Tomorrow, he would start looking for answers. Tonight, he would dream about voices that felt familiar despite being completely unknown.

River's research into the name “Finn” began before his morning coffee finished brewing. Local directories revealed one result: “Between the Lines,” an antiquarian bookshop in the historic waterfront district. Limited hours, no website—a business catering to serious collectors rather than casual browsers.

The coincidence felt too neat. A love letter from someone named Finn, and exactly one person by that name locally. River's scientific training made him suspicious of convenient explanations, but curiosity overrode skepticism.

The drive took him through neighborhoods he rarely visited, past Victorian houses converted to galleries and cafes. The historic district retained working fishing village charm—weathered docks and functional boats rather than decorative ones.

“Between the Lines” occupied a narrow three-story building between a pottery studio and wine bar, deep green facade with gold lettering suggesting old-world craftsmanship. The window displayed rare books and antique maps, arranged with careful attention by someone who understood their value.

River parked across the street and studied the building while debating his approach. He could walk in and ask about the letter, but that felt too direct, too potentially embarrassing if this was mistaken identity. Better to observe first, gather information before committing.

Through the window, he could see someone moving among tall bookshelves—a man with auburn hair catching afternoon light as he arranged volumes with careful, reverent movements. Something about his posture suggested deep familiarity with the space, comfortable navigation of someone who knew exactly where everything belonged.

River found himself studying the man's profile, noting vintage clothing that looked authentically worn rather than costume-like. Cardigan over oxford shirt, functional suspenders. Clothing suggesting someone living slightly outside contemporary fashion, choosing pieces for quality and comfort rather than trends.
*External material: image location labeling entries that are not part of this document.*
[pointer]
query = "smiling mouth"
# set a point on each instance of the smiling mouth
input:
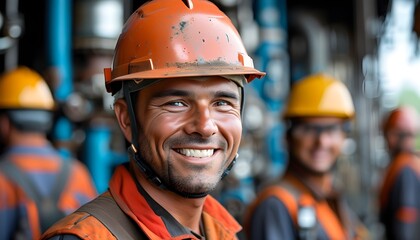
(196, 152)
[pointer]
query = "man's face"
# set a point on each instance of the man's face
(189, 130)
(401, 138)
(316, 142)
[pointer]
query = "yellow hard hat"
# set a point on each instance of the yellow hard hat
(319, 95)
(23, 88)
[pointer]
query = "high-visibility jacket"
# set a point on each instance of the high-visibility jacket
(290, 209)
(400, 197)
(19, 215)
(148, 216)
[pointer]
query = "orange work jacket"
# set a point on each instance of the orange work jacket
(218, 223)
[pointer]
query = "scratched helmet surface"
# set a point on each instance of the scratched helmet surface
(179, 38)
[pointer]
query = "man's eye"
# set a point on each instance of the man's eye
(222, 103)
(176, 104)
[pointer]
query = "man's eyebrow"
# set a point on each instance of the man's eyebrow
(171, 92)
(227, 94)
(184, 93)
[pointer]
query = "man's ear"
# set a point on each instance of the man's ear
(121, 112)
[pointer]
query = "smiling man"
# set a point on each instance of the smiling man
(178, 77)
(304, 204)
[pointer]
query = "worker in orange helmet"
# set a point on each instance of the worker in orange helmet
(304, 203)
(37, 186)
(178, 80)
(399, 196)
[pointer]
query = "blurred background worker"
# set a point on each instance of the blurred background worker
(37, 186)
(304, 204)
(400, 191)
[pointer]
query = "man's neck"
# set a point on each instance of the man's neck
(187, 211)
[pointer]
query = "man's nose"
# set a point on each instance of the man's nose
(202, 123)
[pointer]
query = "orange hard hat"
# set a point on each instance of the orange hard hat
(319, 95)
(23, 88)
(178, 38)
(403, 118)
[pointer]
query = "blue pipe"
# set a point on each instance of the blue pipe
(99, 158)
(274, 87)
(59, 57)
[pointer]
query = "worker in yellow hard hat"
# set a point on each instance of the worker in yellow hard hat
(37, 186)
(399, 195)
(304, 204)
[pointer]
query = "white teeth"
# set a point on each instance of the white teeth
(196, 153)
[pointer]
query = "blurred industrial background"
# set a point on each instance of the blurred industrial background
(371, 45)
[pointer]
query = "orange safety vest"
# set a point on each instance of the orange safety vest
(218, 223)
(294, 195)
(403, 160)
(397, 165)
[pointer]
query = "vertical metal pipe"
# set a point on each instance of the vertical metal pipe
(11, 55)
(59, 58)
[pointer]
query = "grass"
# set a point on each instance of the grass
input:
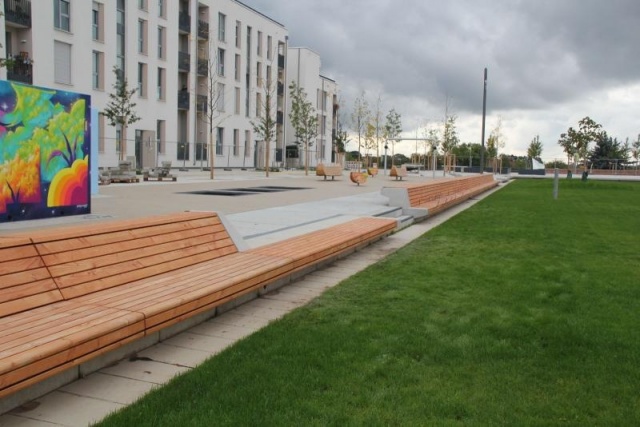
(522, 310)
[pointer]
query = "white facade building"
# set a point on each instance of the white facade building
(303, 67)
(166, 48)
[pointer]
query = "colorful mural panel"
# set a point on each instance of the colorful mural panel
(45, 139)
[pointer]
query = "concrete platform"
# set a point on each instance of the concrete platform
(259, 218)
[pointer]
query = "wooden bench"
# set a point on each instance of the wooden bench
(431, 197)
(398, 172)
(332, 171)
(71, 295)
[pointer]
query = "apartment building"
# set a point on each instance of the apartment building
(185, 58)
(303, 67)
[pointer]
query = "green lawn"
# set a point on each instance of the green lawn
(522, 310)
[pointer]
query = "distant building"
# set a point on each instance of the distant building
(165, 48)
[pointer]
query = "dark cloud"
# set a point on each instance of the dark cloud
(540, 53)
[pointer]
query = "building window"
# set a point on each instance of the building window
(237, 68)
(161, 9)
(161, 83)
(237, 101)
(142, 79)
(221, 62)
(220, 100)
(62, 62)
(160, 126)
(98, 70)
(238, 34)
(219, 140)
(247, 143)
(142, 36)
(161, 42)
(236, 142)
(62, 15)
(97, 21)
(222, 23)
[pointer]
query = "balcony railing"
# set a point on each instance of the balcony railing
(184, 61)
(203, 29)
(183, 100)
(18, 12)
(184, 22)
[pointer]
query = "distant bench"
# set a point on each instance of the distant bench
(432, 197)
(332, 171)
(97, 293)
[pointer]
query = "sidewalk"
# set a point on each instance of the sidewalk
(268, 217)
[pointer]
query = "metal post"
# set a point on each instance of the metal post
(484, 115)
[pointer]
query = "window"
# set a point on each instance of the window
(236, 142)
(160, 127)
(142, 36)
(97, 70)
(97, 21)
(258, 105)
(222, 23)
(259, 74)
(219, 140)
(220, 101)
(62, 62)
(161, 83)
(237, 101)
(161, 9)
(221, 62)
(142, 79)
(237, 68)
(238, 34)
(62, 15)
(161, 42)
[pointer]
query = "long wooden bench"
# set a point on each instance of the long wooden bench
(70, 295)
(325, 171)
(431, 197)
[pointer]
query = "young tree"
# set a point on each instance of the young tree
(304, 120)
(535, 148)
(360, 118)
(393, 129)
(265, 124)
(213, 115)
(120, 109)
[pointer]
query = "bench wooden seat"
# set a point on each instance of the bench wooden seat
(325, 171)
(398, 172)
(436, 196)
(70, 295)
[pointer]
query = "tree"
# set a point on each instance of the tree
(535, 148)
(360, 117)
(212, 114)
(120, 110)
(304, 120)
(393, 129)
(265, 125)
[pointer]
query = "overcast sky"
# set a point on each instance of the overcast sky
(550, 62)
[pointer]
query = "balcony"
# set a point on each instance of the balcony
(203, 29)
(18, 13)
(184, 22)
(203, 67)
(184, 61)
(183, 100)
(201, 103)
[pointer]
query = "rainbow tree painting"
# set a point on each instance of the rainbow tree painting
(44, 152)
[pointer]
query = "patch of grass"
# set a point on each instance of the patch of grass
(522, 310)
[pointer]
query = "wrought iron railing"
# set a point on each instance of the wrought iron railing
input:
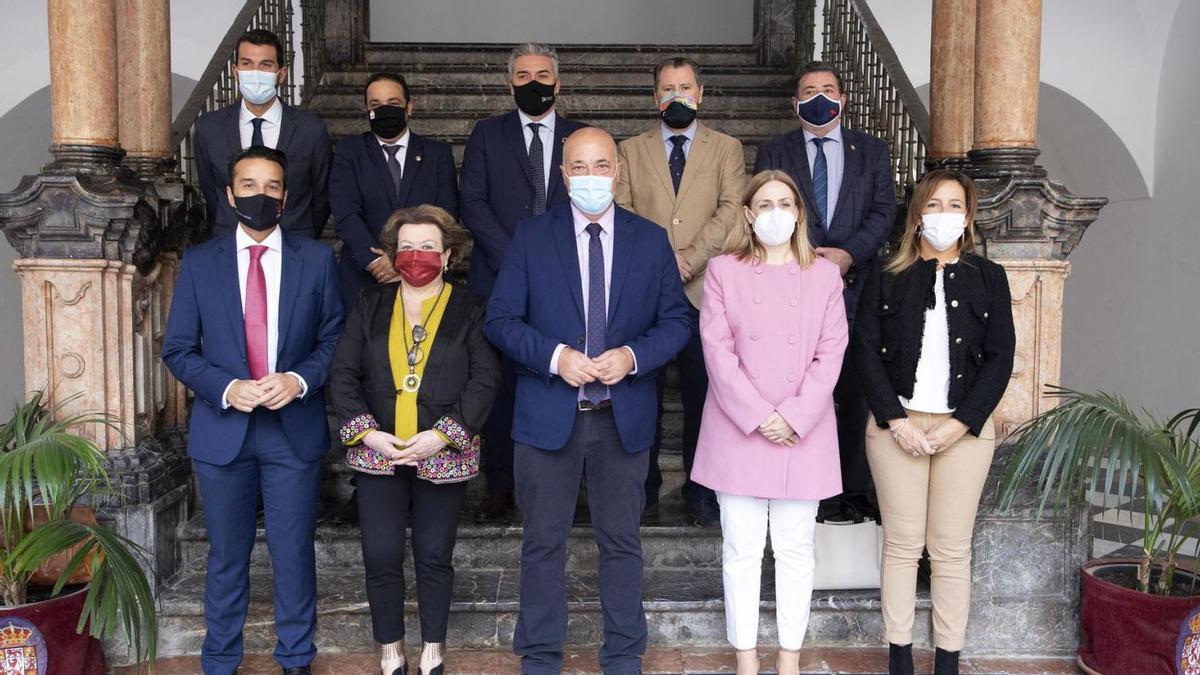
(882, 99)
(217, 87)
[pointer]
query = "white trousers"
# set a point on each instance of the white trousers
(744, 525)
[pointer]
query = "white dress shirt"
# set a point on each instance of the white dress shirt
(547, 141)
(582, 246)
(835, 161)
(273, 119)
(400, 154)
(931, 390)
(667, 132)
(273, 266)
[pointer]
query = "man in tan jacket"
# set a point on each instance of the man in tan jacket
(689, 179)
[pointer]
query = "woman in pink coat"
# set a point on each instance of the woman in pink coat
(773, 326)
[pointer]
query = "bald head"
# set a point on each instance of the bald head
(589, 151)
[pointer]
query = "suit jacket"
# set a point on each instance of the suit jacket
(205, 342)
(709, 201)
(774, 339)
(363, 197)
(538, 304)
(461, 377)
(497, 189)
(867, 207)
(303, 139)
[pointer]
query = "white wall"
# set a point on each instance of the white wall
(564, 22)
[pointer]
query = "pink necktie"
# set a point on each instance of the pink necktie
(256, 314)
The man looked up from his work and their eyes met through the window. River felt an unexpected jolt of recognition, as ifseeing someone familiar despite being certain they'd never met. The sensation was disorienting, intimate in a way that made him feel caught in impropriety.

Instead of entering the shop, River turned and walked back to his truck, heart racing with disproportionate adrenaline. The man in the bookshop was attractive, certainly, but River's reaction felt deeper than aesthetic appreciation. It felt like recognition, reunion, coming home to a place he'd never been.

The rational explanation was obvious: power of suggestion. He'd been thinking about someone named Finn for twenty-four hours, built up expectations and emotional investment around the mysterious letter writer. Seeing an attractive man in the right location had triggered false familiarity—a well-documented psychological phenomenon.

But as River drove toward the lighthouse cottage, the image lingered with disturbing persistence. Auburn hair catching light like burnished copper. Hands moving with the same careful reverence he brought to marine specimens. Eyes that had seemed to hold matching recognition.

The letter waited in his desk drawer, its impossible intimacy now connected to a face and place. River knew he would return to the bookshop, knew he would eventually work up courage to walk through that door and ask the questions building since he'd first read those elegant words.

But tonight, he would content himself knowing Finn Torres was real, that the bookshop existed, that the mystery had tangible anchor in the physical world. Tomorrow, he would begin understanding how a stranger could know him better than he knew himself.

The lighthouse beam swept through his windows in endless rhythm. River fell asleep with the letter's words echoing in his mind and auburn hair catching afternoon light burned behind his closed eyes.